Cancer Publication Portal: Identifying Gene-Cancer Associations from Biomedical Literature

Presenter: Michael Gargano

Research Category: Interdisciplinary Topics, Centers and Institutes
Student Type: Graduate
PI: Garrett Dancik
Award Winner Category: Interdisciplinary Topics

We describe a web application interface capable of summarizing the gene-cancer associations in PubMed, an online database of biomedical research articles, with exponential growth of gene-related cancer articles in the past 15 years. Cancer is a deadly genetic disease where gene mutations result in abnormal cellular functions.

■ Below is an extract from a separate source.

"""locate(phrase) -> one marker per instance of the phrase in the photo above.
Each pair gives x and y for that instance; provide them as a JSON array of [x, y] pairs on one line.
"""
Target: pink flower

Mutations may include substitutions of one base by another, insertions or deletions of varying sizes, or DNA rearrangements. Often, gene expression is drastically effected by these mutations which can drive abnormal cell activity. This research incorporates a two-step approach for summarizing associations between genes and tumor types. The first integral step involves collecting, parsing, and interpreting PubMed data for five cancer types, by using the scripting language Python, the statistical programming language R, and the database program MongoDB. The second step involves developing a web application (the Cancer Publication Portal) for reporting the most commonly studied genes across tumor types, identifying genes that have been studied in a tumor-specific way, and allowing a user to query specific genes. Overall, this work provides a useful summary of genes and their association with tumors.